In the Amended Complaint, Plaintiff brings five causes of action (out of eight in total) relating to alleged violations of his constitutional speech and due process rights. Plaintiff first alleges that the Defendants violated his First Amendment rights by acting in retaliation for Plaintiff's refusal to perjure himself and to prevent Plaintiff from testifying on a matter of public concern (such as the cause of the train collision). In the Second Circuit, public employees have a clearly established First Amendment right to testify on matters of public concern. Catletti ex rel. Catletti v. Rampe, 334 F.3d 225, 229-30 (2d Cir. 2003).

Plaintiff's third cause of action asserts that Defendants deprived him of a property interest in his sick and disability benefits as a result of the alleged unlawful discharge. Plaintiff alleges that he had rights, under Metro-North's policies, to continued short- and long-term, as well as medical, benefits not withstanding his termination and that Defendants deprived him of his protected interest in those benefits without due process of law. Metro-North's "Sick and Disability Leave" policy, which is attached to the Amended Complaint, provides for 100% of pay for up to 26 weeks of short-term sick leave and 60% of pay for long-term disability leave up to age 65 but is silent with respect to the effect of termination of employment. The "Termination of Employment" policy that is also attached to the Amended Complaint merely recites that "[t]erminating employees may be entitled certain compensable leave monies for . . . short-term sick leave as detailed in . . . [the] Sick and Disability Leave [policy]." At the time of his discharge, Plaintiff was allegedly recovering from the injuries he suffered during the August 15th collision. Plaintiff claims that Defendants refused to provide him with medical care, short-term leave or long-term disability leave benefits while he was ill and recuperating. The Second Circuit has held that placing an employee on unpaid sick leave is equivalent to suspending the employee without pay. O'Connor v. Pierson, 426 F.3d 187, 198 (2d Cir. 2005). Unpaid suspension without adequate due process may be analogous to unlawful termination where the loss of sick and disability benefits are concerned; in both cases, employers unconstitutionally deprive former employees of benefits they should have otherwise received. Taking Plaintiff's allegations as true, it cannot be said that Plaintiff will not be able to demonstrate a clearly established protected property right based on a legitimate claim to sick and disability leave benefits.

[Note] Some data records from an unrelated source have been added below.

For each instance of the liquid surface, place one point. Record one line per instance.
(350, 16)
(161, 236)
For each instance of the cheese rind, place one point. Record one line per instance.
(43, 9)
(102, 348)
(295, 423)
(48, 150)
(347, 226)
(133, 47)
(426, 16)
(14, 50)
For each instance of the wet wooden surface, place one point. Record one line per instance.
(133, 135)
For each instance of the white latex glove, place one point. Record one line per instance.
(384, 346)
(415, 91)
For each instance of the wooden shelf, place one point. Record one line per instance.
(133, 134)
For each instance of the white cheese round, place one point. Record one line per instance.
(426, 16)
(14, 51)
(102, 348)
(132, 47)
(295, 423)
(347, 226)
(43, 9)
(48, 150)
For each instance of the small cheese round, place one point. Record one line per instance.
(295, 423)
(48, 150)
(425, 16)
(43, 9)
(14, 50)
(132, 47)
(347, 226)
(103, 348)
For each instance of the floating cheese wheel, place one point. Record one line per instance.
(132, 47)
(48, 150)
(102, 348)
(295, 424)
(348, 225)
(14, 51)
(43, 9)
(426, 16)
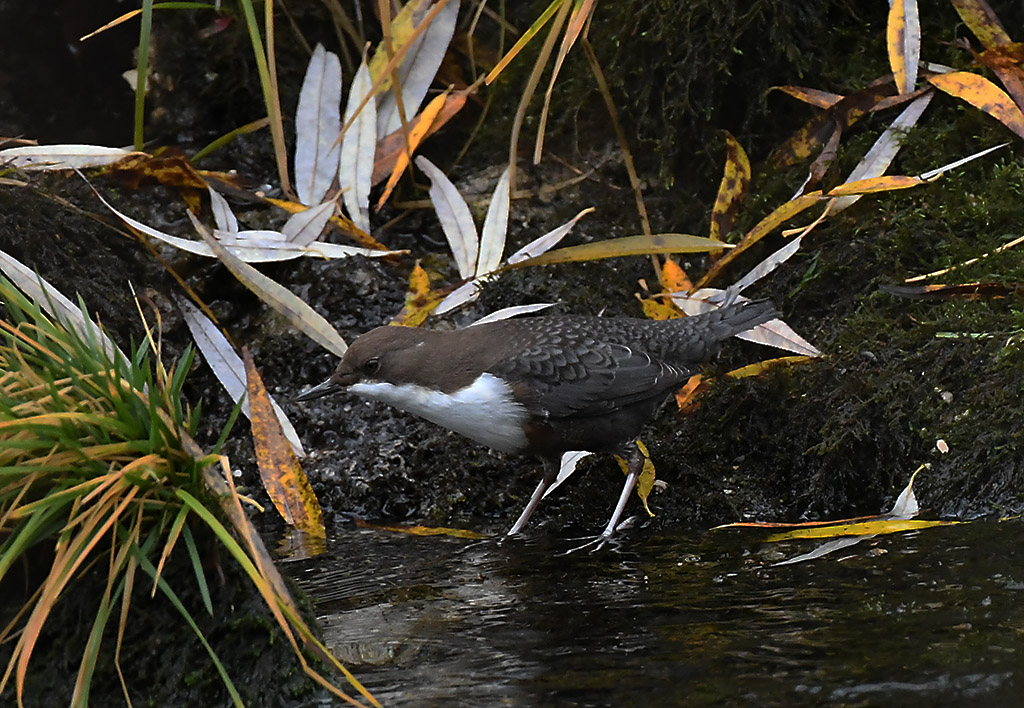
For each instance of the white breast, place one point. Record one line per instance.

Turning to the fifth cause of action, Plaintiff alleges that Defendants stigmatized him by terminating his employment, characterizing his conduct as an act of insubordination, publishing the insubordination charge in correspondence to ACRE, placing the information in his personnel file and making such allegations at a public hearing. Plaintiff alleges that these actions deprived him of a liberty interest in his reputation and negatively affected his prospects for future employment in the railroad industry and possibly other industries. These allegations sufficiently make out a "clearly established" protected liberty interest, commonly referred to as a "stigma plus" claim. "[I]njury to reputation by itself [is] not a liberty interest protected under the Fourteenth Amendment." Siegert v. Gilley, 500 U.S. 226, 228-29 (1991) (citing Paul v. Davis, 424 U.S. 693, 708-09 (1976)). However, a plaintiff may sufficiently make a Section 1983 liberty interest claim by alleging an "(1) utterance of a statement about her that is injurious to her reputation, that is capable of being proved false, and that he or she claims is false, and (2) some tangible and material state-imposed burden . . . in addition to the stigmatizing statement." Velez v. Levy, 401 F.3d 75, 87 (2d Cir. 2005) (alteration in original) (citation and internal quotation marks omitted). The loss of employment exemplifies a tangible and material state-imposed burden. Paul, 424 U.S. at 701 ("[R]eputation alone, apart from some more tangible interests such as employment, is [not] . . . sufficient to invoke the procedural protection of the Due Process Clause."). The Second Circuit has noted that a typical "stigma plus" case involves a stigmatizing statement by a state actor who also imposes the "plus," "such as when a government employer defames an employee in the course of terminating that employee." Id. at 88; see, e.g., Donato v. Plainview-Old Bethpage Cent. Sch. Dist., 96 F.3d 623, 630 (2d Cir. 1996). Plaintiff sufficiently claims a clearly established liberty interest here, alleging that Defendants stigmatized him by falsely characterizing his conduct as an act of insubordination in the course of terminating his employment and that he was deprived of the protected interest without due process of law.

In his second and seventh causes of action, Plaintiff alleges that Defendants' unlawful discharge of Plaintiff deprived Plaintiff of a property interest in his management position without the due process of law guaranteed by the Fifth and Fourteenth Amendments to the U.S. Constitution. Property interests are "created and their dimensions are defined by existing rules or understandings that stem from an independent source such as state law — rules or understandings that secure certain benefits and that support claims of entitlement to those benefits." Bd. of Regents of State Colls. v. Roth, 408 U.S. 564, 577 (1972) (holding that a university professor terminated on the last day of his employment contract did not have a property interest in re-employment). The Supreme Court has held that plaintiffs who have a legitimate claim of entitlement to continued employment may assert a constitutionally-protected property interest. Perry v. Sindermann, 408 U.S. 593, 602-03 (1972). Under New York law, however, "an employment relationship is presumed to be a hiring at will, terminable at any time by either party." Baron v. Port Auth. of New York New Jersey, 271 F.3d 81, 85 (2d Cir. 2001) (quoting Sabetay v. Sterling Drug, Inc., 69 N.Y.2d 329, 333 (1987)). Plaintiff may rebut the presumption of at-will employment "by establishing an express limitation in the individual contract of employment curtailing an employer's right to terminate at will." Id. (citation and internal quotation marks omitted). In absence of such an employment contract, however, "an at-will . . . government employee generally has no claim based on the Constitution at all." Waters v. Churchill, 511 U.S. 661, 679 (1994); see also Recchia-Hansemann v. Boces, 901 F. Supp. 107, 110 ("[A] property interest in employment cannot arise for "at-will" employees.").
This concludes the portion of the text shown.